1. Nomura on Apollo Hospitals stock rating: Earnings estimates down, but growth may pick up

Nomura on Apollo Hospitals stock rating: Earnings estimates down, but growth may pick up

Earnings estimates down 31/25% for FY18/19F; expect 32% earnings CAGR over FY17-20F; TP reduced to 1,307 from 1,505

By: | Updated: November 27, 2017 3:25 AM
Nomura on Apollo Hospitals stock rating, nomura, apollo hospital stock, AHLL, Ebitda, ARPOB, ALOS, Navi Mumbai  Across hospitals, Apollo Hospitals has recorded significant improvement in ALOS (average length of stay).

Over the past 12 months Apollo Hospitals (APHS) stock price has declined 12% vs. the Sensex return of 27%. Factors such as stent price control, slower volume growth, fall in Kolkata JV profitability and substantial rise in doctor payouts impacted the hospital business margins adversely. Also, the decline in losses in subsidiary Apollo Health & Lifestyle Limited (AHLL) is slower than our expectations. Accordingly, we reduce our earnings estimates for FY18F and FY19F by 31% and 25%, respectively. We expect a recovery from a low base in FY18F. We expect operating and financial leverage to play out as volumes and occupancy rise. APHS has consistently reduced ALOS (average length of stay), leading to enhanced capacity and ARPOB (average revenue per occupied bed). The ramp-up in new hospitals is encouraging, particularly at Navi Mumbai, which is set to achieve break even in early FY19F, in our view. We expect earnings to record 32% CAGR over FY17-20F. We expect growth to remain strong beyond the explicit growth period, as there is significant scope to increase margins in the hospital and pharmacy business, and improvement in AHLL performance. We value APHS at 17x one-year forward EV/Ebitda (unchanged). We apply 17x EV/Ebitda to the proportionate share of Ebitda (based on holding) to arrive at our target price of Rs 1,307, down from Rs 1,505 previously. Our target price implies potential upside of 24%. Maintain Buy.

Catalyst: Increase in occupancy levels leading to higher margins

On EV/Ebitda basis, APHS is currently trading at 23% and 27% discount on FY19F and FY20F estimates, respectively, compared to regional peers. The stock has been trading between 18-22x one-year forward EV/Ebitda over the past three years and is currently trading at the lower end of this trading range.

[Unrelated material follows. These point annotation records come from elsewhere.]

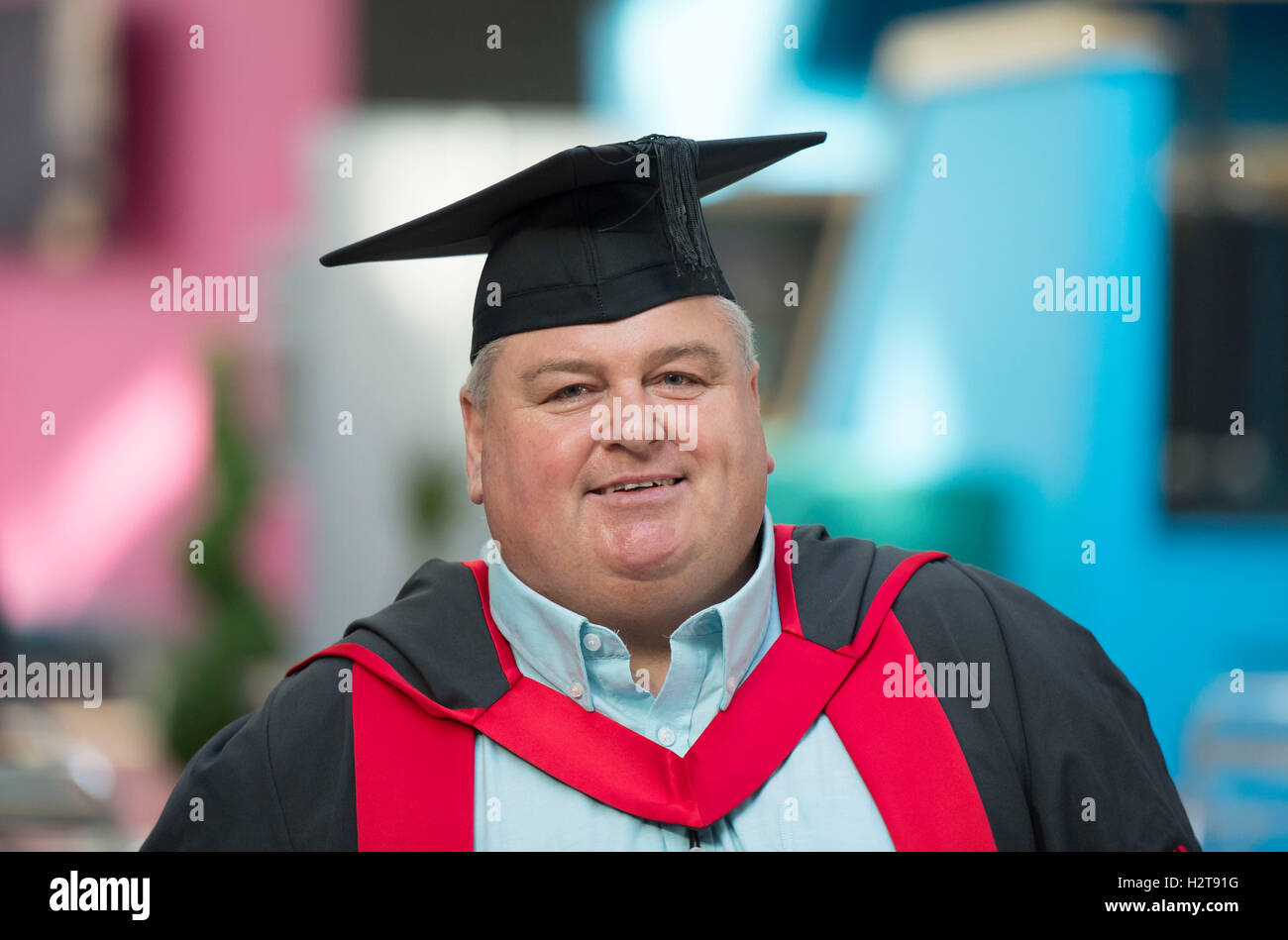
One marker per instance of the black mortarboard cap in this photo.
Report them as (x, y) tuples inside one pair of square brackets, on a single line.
[(591, 235)]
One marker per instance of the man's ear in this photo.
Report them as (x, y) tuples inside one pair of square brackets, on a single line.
[(473, 419), (755, 395)]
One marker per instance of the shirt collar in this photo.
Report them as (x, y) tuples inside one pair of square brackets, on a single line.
[(548, 638)]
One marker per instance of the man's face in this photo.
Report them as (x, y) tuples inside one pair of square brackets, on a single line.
[(542, 476)]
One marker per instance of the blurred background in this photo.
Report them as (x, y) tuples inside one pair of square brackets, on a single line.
[(197, 500)]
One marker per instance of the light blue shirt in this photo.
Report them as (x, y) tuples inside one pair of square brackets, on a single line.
[(814, 801)]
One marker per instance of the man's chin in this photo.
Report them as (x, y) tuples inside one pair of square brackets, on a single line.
[(645, 552)]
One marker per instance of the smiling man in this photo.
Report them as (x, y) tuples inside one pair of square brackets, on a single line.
[(644, 660)]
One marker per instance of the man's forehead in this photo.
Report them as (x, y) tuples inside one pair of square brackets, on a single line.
[(652, 336)]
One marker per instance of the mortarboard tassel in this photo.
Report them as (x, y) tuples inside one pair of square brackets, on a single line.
[(678, 185)]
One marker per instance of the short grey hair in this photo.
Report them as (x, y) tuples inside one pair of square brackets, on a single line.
[(481, 372)]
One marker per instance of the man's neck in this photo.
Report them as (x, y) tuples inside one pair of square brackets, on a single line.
[(649, 639)]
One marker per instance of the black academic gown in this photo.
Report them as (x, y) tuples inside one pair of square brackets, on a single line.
[(1063, 724)]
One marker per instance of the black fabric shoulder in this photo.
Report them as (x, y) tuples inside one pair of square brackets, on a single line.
[(1096, 776), (277, 780), (437, 638)]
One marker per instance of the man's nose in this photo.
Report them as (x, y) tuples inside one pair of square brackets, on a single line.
[(632, 423)]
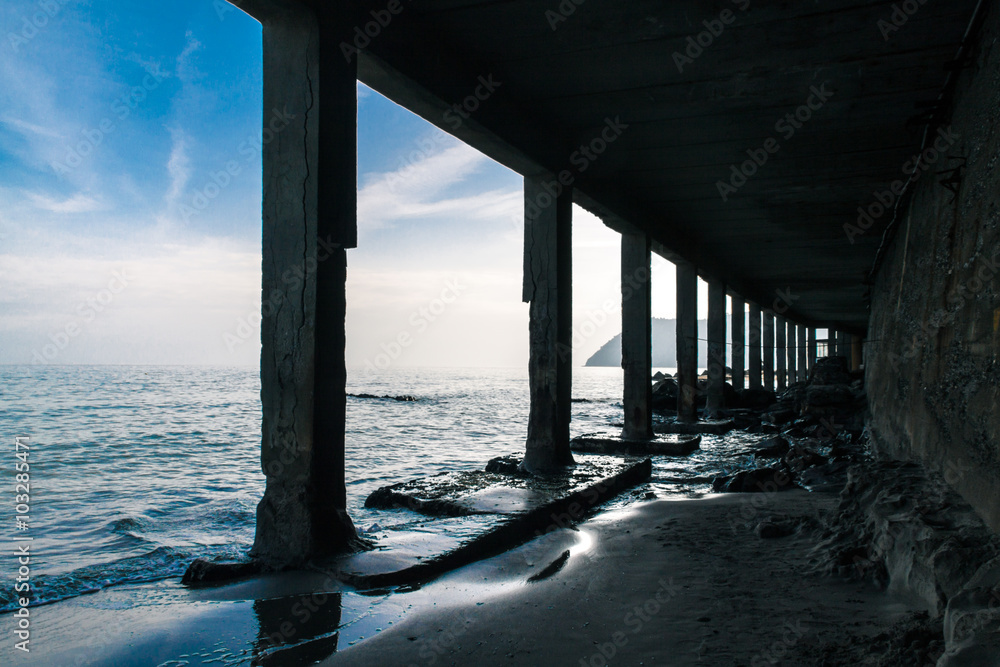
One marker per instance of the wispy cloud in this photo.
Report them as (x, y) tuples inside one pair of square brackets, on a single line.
[(78, 203), (419, 190)]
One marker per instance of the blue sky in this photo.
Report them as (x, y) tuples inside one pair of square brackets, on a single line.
[(120, 242)]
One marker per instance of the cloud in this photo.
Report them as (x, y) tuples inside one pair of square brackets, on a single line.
[(418, 190), (78, 203)]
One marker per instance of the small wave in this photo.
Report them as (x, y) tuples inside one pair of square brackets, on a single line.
[(160, 563), (386, 397)]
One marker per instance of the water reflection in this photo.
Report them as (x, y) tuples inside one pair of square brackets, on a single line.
[(297, 630)]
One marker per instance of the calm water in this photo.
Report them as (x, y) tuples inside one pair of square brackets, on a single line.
[(136, 470)]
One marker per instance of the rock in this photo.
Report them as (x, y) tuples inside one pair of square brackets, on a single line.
[(800, 457), (505, 465), (758, 399), (773, 448), (760, 480), (829, 370), (827, 395)]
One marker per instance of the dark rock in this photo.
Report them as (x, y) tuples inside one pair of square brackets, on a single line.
[(773, 448), (505, 465), (761, 480), (203, 571), (758, 399), (829, 370)]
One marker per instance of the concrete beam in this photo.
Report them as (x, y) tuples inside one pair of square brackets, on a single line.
[(737, 328), (780, 352), (637, 336), (755, 338), (309, 218), (716, 348), (803, 349), (687, 341), (548, 288), (767, 338)]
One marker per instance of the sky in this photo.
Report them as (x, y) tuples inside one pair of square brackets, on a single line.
[(122, 243)]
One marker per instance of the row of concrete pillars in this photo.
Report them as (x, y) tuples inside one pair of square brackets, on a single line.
[(775, 353), (310, 220)]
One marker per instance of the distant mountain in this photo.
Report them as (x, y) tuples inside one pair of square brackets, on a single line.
[(664, 346)]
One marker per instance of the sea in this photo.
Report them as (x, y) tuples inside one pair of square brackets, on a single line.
[(137, 470)]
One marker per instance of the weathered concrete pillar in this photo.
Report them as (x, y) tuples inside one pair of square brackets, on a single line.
[(738, 334), (309, 219), (637, 337), (715, 399), (755, 339), (548, 287), (767, 336), (857, 352), (790, 341), (803, 349), (780, 352), (687, 341)]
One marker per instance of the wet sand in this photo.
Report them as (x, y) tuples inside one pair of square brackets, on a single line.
[(672, 582)]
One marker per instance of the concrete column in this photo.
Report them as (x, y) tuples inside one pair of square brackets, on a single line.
[(803, 349), (737, 329), (755, 338), (790, 340), (309, 219), (780, 352), (637, 337), (857, 352), (715, 399), (548, 287), (811, 350), (687, 341), (767, 339)]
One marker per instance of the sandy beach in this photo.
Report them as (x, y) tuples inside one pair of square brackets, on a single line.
[(672, 582)]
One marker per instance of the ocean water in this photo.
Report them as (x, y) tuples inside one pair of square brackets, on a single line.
[(136, 470)]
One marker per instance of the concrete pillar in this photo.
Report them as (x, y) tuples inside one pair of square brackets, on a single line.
[(715, 399), (738, 334), (803, 356), (767, 339), (780, 352), (857, 352), (548, 287), (755, 338), (687, 341), (637, 337), (790, 340), (309, 219)]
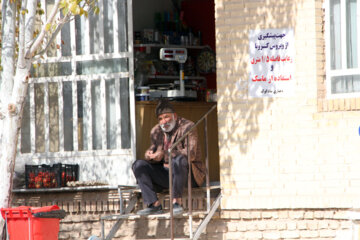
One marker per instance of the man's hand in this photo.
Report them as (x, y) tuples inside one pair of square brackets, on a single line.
[(156, 156)]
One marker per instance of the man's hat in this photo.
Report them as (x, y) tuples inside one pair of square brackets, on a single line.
[(164, 106)]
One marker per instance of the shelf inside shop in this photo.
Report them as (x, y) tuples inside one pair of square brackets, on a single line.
[(170, 46)]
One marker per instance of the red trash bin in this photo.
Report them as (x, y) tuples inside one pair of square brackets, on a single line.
[(22, 223)]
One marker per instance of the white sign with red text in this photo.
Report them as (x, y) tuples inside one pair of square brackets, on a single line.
[(271, 63)]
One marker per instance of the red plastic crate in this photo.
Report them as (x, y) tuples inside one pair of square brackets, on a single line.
[(22, 225)]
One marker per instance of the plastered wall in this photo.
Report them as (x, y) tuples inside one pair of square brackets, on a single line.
[(289, 152)]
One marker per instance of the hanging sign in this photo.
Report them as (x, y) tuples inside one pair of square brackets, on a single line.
[(271, 63)]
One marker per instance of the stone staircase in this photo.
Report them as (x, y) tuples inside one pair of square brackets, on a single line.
[(205, 202)]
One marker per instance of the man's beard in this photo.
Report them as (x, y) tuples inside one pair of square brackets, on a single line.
[(167, 127)]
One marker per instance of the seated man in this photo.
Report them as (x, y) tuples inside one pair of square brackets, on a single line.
[(152, 174)]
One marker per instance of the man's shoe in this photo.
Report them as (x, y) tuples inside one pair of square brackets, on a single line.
[(151, 209), (177, 209)]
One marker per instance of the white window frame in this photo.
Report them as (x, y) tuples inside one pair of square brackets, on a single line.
[(73, 78), (343, 71)]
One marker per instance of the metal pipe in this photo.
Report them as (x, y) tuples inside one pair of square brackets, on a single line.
[(171, 196), (207, 168), (189, 189), (170, 171)]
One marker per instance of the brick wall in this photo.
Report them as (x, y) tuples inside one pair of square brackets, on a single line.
[(228, 225), (282, 152)]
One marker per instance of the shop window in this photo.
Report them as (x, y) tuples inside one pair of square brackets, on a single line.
[(342, 49), (79, 96)]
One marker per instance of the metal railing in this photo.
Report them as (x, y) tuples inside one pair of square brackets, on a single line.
[(186, 135)]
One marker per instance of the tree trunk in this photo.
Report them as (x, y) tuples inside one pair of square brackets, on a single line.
[(6, 86), (15, 90)]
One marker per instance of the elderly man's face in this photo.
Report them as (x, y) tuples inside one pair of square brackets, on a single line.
[(167, 121)]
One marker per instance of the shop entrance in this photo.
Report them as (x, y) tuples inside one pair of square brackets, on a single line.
[(188, 25)]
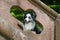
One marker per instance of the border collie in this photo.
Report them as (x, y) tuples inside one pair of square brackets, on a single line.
[(29, 23)]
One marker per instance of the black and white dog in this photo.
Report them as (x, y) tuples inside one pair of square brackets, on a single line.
[(29, 22)]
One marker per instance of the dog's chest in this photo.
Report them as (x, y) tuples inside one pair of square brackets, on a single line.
[(29, 26)]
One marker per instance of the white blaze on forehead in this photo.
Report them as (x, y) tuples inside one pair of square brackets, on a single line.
[(28, 15)]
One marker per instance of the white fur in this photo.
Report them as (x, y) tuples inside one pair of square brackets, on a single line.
[(29, 26)]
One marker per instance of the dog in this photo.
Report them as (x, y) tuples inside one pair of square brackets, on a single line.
[(29, 22)]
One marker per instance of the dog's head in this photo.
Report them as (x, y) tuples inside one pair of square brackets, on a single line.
[(29, 16)]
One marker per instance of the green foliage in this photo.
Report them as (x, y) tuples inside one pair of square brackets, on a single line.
[(17, 13), (54, 4)]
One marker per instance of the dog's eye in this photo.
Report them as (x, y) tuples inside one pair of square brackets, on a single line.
[(29, 17)]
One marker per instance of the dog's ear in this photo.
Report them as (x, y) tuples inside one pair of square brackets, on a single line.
[(31, 12)]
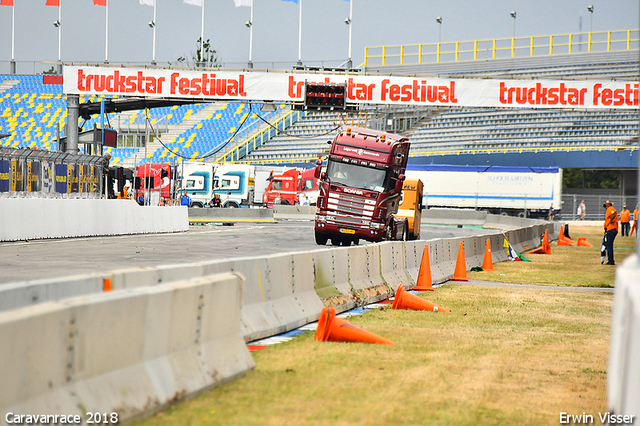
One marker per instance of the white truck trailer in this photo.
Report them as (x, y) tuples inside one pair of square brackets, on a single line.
[(516, 191)]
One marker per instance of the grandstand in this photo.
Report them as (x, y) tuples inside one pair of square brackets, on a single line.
[(31, 112), (34, 114)]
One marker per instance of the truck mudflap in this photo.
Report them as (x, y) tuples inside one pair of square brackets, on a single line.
[(398, 228)]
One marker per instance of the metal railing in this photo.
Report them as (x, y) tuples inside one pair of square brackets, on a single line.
[(499, 48), (261, 137), (594, 205), (35, 173)]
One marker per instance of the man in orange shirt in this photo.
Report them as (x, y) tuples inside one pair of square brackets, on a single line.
[(610, 232), (625, 216)]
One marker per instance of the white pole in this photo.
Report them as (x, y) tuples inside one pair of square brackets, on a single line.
[(300, 33), (350, 29), (251, 37), (106, 33), (153, 59), (60, 31), (13, 33), (202, 36)]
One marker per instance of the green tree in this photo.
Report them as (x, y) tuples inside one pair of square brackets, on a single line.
[(204, 56)]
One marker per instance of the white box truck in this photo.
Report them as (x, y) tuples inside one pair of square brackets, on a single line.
[(516, 191)]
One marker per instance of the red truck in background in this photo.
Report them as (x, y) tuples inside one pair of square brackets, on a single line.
[(153, 181), (291, 187), (360, 190)]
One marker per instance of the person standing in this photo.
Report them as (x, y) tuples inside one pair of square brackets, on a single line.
[(185, 200), (582, 210), (610, 231), (625, 217)]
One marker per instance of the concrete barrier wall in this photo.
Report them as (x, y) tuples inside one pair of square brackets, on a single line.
[(130, 352), (230, 215), (37, 218), (623, 374)]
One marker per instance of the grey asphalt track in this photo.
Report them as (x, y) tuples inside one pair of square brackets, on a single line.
[(36, 259)]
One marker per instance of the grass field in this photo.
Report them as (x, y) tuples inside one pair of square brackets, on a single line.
[(572, 266), (502, 357)]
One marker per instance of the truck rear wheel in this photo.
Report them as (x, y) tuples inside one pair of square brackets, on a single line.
[(321, 239)]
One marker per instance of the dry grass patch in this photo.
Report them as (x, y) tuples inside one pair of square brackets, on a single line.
[(572, 266), (502, 356)]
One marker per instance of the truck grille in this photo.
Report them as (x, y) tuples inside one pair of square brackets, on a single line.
[(347, 204)]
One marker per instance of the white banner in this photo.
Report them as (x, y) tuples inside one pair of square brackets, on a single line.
[(364, 89)]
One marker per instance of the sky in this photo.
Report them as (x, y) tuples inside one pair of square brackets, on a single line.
[(325, 36)]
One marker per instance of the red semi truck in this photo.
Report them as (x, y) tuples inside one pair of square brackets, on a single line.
[(290, 188), (360, 190)]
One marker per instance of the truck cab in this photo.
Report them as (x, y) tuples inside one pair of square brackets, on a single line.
[(282, 189), (360, 190), (411, 206)]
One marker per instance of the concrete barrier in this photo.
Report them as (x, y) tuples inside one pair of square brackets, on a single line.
[(392, 265), (128, 352), (229, 215), (623, 373), (40, 218), (282, 212), (454, 217), (331, 272)]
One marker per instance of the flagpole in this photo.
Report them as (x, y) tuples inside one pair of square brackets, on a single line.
[(59, 37), (13, 39), (153, 60), (300, 34), (250, 64), (202, 37), (106, 33), (349, 63)]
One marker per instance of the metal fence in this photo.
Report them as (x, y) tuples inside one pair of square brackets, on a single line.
[(35, 173), (594, 205)]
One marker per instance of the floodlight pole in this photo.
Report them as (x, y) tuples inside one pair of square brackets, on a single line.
[(300, 33), (250, 64), (153, 57), (13, 40)]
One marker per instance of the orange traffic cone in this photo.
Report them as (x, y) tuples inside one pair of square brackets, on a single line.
[(460, 273), (582, 242), (406, 300), (562, 240), (545, 242), (487, 260), (545, 248), (424, 276), (333, 329)]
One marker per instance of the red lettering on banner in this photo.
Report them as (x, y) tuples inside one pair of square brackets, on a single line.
[(81, 80), (363, 92), (418, 91), (539, 95), (295, 88)]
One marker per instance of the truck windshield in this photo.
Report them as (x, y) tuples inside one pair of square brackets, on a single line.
[(356, 176)]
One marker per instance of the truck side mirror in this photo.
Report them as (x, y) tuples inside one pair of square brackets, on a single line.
[(399, 184)]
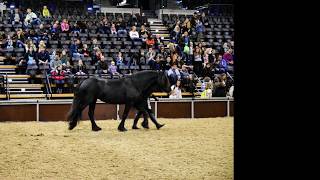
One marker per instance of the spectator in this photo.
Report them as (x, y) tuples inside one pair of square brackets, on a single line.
[(230, 92), (20, 38), (143, 33), (31, 18), (65, 61), (119, 60), (184, 74), (95, 45), (55, 63), (186, 25), (85, 51), (220, 88), (9, 43), (228, 57), (174, 74), (76, 29), (222, 66), (80, 68), (97, 56), (32, 64), (102, 66), (199, 29), (163, 52), (30, 45), (113, 69), (16, 17), (46, 12), (42, 45), (193, 19), (189, 57), (133, 33), (65, 26), (104, 27), (175, 33), (179, 62), (58, 75), (75, 48), (113, 29), (42, 33), (197, 61), (43, 56), (150, 55), (207, 71), (121, 26), (176, 91), (207, 93), (150, 41)]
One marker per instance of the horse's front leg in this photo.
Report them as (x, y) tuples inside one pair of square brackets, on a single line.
[(124, 117)]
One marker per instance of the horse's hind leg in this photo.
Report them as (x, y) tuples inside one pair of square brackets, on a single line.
[(124, 116), (135, 121), (92, 107), (144, 123), (153, 119)]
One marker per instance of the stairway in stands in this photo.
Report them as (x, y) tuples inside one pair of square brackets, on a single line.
[(18, 86), (157, 28)]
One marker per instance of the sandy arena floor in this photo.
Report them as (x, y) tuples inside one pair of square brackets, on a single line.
[(182, 149)]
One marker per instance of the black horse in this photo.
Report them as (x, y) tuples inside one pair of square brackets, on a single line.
[(132, 91)]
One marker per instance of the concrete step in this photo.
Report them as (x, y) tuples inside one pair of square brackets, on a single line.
[(26, 92), (25, 85), (27, 96), (18, 81)]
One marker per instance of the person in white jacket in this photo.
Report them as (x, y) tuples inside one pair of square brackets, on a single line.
[(176, 91), (31, 18)]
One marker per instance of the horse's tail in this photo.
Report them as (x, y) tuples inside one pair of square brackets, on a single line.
[(75, 112)]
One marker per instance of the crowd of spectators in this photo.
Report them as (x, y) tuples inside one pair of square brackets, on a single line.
[(182, 57)]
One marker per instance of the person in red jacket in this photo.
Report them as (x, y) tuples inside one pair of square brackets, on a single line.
[(58, 76)]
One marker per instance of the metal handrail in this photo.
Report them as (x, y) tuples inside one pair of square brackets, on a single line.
[(7, 87)]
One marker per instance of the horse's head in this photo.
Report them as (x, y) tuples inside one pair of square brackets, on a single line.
[(163, 82)]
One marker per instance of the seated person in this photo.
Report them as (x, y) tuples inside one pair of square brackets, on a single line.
[(143, 33), (43, 56), (119, 60), (220, 85), (46, 12), (55, 63), (65, 26), (85, 51), (134, 33), (31, 18), (174, 74), (102, 66), (31, 59), (150, 55), (113, 29), (65, 60), (113, 69), (176, 91)]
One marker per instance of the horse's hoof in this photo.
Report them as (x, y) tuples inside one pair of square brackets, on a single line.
[(122, 129), (160, 126), (96, 128), (146, 126)]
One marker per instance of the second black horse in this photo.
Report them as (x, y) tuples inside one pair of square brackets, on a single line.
[(132, 91)]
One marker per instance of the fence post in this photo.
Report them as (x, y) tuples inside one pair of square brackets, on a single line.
[(38, 111), (192, 109)]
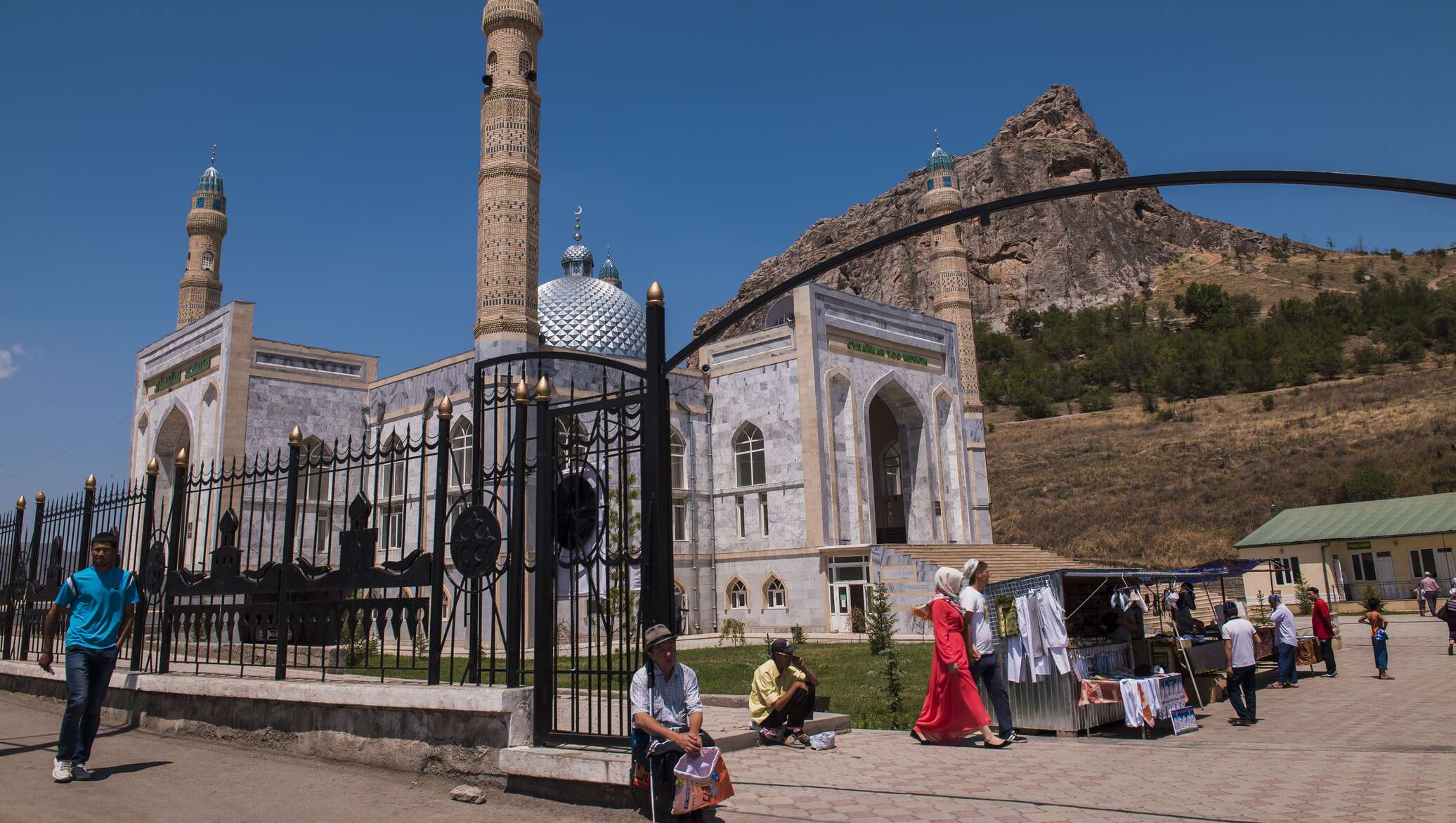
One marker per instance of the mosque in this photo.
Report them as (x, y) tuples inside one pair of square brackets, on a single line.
[(840, 443)]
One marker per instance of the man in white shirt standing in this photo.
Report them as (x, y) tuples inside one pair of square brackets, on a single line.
[(1238, 644), (982, 647), (1286, 641)]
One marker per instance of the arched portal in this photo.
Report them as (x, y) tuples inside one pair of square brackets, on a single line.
[(174, 434), (895, 425)]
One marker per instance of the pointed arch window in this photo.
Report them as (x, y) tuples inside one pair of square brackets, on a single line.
[(573, 442), (462, 453), (677, 453), (892, 467), (315, 459), (775, 596), (747, 449), (737, 595), (394, 459)]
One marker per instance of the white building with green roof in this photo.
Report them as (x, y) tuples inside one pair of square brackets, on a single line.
[(1348, 548)]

Improvement in ALOS is a significant positive

Across hospitals, Apollo Hospitals has recorded significant improvement in ALOS (average length of stay). ALOS has decreased by 10-35% across clusters over the past eight years as indicated. ALOS is driven by case mix and better technology. Lower ALOS increases system efficiency and creates capacity. For instance, on standalone basis, the number of operating beds has increased by 2,050 over the past eight years. In our assessment, an additional 2,300 effective beds were added due to reduction in ALOS.

The expanded capacity resulted in lower occupancy rate. The number of occupied beds expanded at just 4.5% CAGR over the past eight years. The slowdown was quite significant in the past two years with almost no rise in occupied beds. As a result, the occupancy rates declined. The occupancy rate has declined from above 73% in FY09 to just 60-65% currently. Reduction in ALOS contributed to improvement in ARPOB as well. As turnaround is faster, more patients can be treated at the similar occupancy levels. Though most of the improvement in ARPOB is driven by case mix and pricing, we estimate that reduction in ALOS helped improve ARPOB by 15% over FY09-17.

Hospital business margins under pressure; however, we expect a revival from FY19F

Over FY13-17, the hospital business Ebitda recorded a muted 5% CAGR, despite consistent increase in ARPOB. The Ebitda margin declined by more than 400bps, from 24% in FY13 to below 20% in FY17, largely driven by a rise in overheads. In this computation, we have netted off doctor retention fees from revenues. Lower occupancy levels, commissioning of new hospitals/operating beds, significant increase in doctor retention fees and reduction in prices of medical devices such as stents led to the reduction in Ebitda margin.

New hospitals are recording improvement in profitability: The losses from the new hospitals ex Navi Mumbai have reduced and the segment has turned profitable at the Ebitda level in FY17. The momentum in improvement in the profitability is sustained in 1HFY18, when the new hospitals ex Navi Mumbai recorded Ebitda of `226m, 88% of the Ebitda recorded in FY17. Even in Navi Mumbai, the Ebitda losses are declining. From `299 m Ebitda loss in 4QFY17, the first full quarter after commissioning, the losses are now at Rs 84 m in 2QFY18F. The management expects the Navi Mumbai hospital to turn Ebitda-positive in 1QFY19F.
The new hospitals’ (operating beds: 1,340) occupancy is currently low at 52%. We expect new hospital Ebitda to rise over the next three years with occupancy reaching 60%. We have factored in initial losses from the new Chennai facility in our estimates in FY20F.